I wrote earlier about Hertz suing Accenture over the failed web replatforming. Again – I have no knowledge other than what I read in the press, and this is all conjecture.

There’s a line in the article that stood out for me. “Despite having missed the deadline by five months, with no completed elements and weighed down by buggy code,….“.

A few years ago, I picked up a large project – looks like it used the same technology stack (Adobe Experience Manager, Angular). The project had been running for a few months, and our client was unhappy – they couldn’t tell if we were making real progress. “Nev, can you have a look and see what’s going on?” asked my boss, so I went for lots of coffee with the team, and ended up taking over the delivery of the project.

The key red flag was this: the team had been working for around 6 months, but didn’t have anything they could show me other than some passing integration tests. We were building a website, but there were no actual web pages. There was some JSON that could be transformed into web pages, there was a content structure that could create and store JSON, but the only people who could assess progress were developers.

Our client was not a developer – they were subject matter specialists, product owners, business people. They understood the “first you have to build the foundations” logic of building the underlying structures before worrying about making web pages. But they felt that 6 months was a long time to wait, and they felt the team was unable to explain when they might see a working web page. They also felt there was a real risk that once we started making web pages, we’d have to revisit lots of “foundation” code. They were right, as it happens.

The first thing we did with the team was to create placeholder pages for the major parts of the site. AEM has the concept of “component” – a widget which shows a bit of a web page – and “template” which defines which components go on the page, and how they fit together. So, we started to build all the templates we needed, and placeholder components to go on those templates. We made sure that the templates and components reflected the key design decisions (how they’d render on different screen sizes, basic colour and styling), and created a basic version of the site.

This took a few weeks, and raised lots of questions. “Where does this content come from? How does this component work on mobile? How do you get from this page to the next?”. It was uncomfortable – we found out exactly how much we didn’t yet know. It also exposed assumptions we’d made in designing the “foundation” which were totally incorrect. We had uncomfortable conversations with the client – as we found answers to our questions, we discovered many areas where we weren’t aligned on requirements. Some of those misalignments reflected significant amounts of effort.

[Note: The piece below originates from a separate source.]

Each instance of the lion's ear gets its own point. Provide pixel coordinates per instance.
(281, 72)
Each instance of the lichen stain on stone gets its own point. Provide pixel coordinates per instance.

But overall, the trust between our team and our client improved. The conversations were concrete and limited – instead of asking “how should content workflow be set up?”, we could ask “how do we manage content for this widget on the homepage?”. Many of our assumptions were tangible – “we thought the navigation would be a static component, you think it’s data-driven”. By focusing teams on a component (front-end, back-end, design, QA), we could demonstrate that we could make progress in ways our client understood. We’d agree how a component was supposed to look, how it worked, where the content came from, and then assigned a team to deliver that. Within days, the client would see progress, and their level of confidence would grow.

I refer to this as the “layers versus slices” challenge. Logically, it makes sense to build the foundation before you worry about hanging pictures on the wall – but I think there’s a better metaphor than building a house. I see it more like building a city – you want to put down major infrastructure like roads, sewage, utilities first, but then you build each house individually – foundation, walls, roof, interior. You can build several houses concurrently, but you don’t build the foundations of all the houses in the city first, then the walls, then the roof etc. (I may have been playing Sim City).

On a web project, the infrastructure is setting up development environments (a huge pain on AEM!), basic content repository structure (how do you manage sub-sites, language variants etc.), deployment pipelines, BDD/TDD testing framework, design system (e.g. material design) with default styling for the project, and the source code control system.

Once you have the infrastructure layer, I build the user interface, using the basic design system (which may look more like “boxes and arrows” style wireframes than the finished product), and minimum versions of all the components. This should give you a web site with placeholder content, and minimal styling. You now have two layers – infrastructure and user interface.

The next phase is to focus on slices – build up all the components so they work properly (however you’ve defined that!), look right, and have the correct content.

I may be reading too much into the line in the article – but it sounds to me like the Hertz project focused on “layers”, at the expense of “slices”.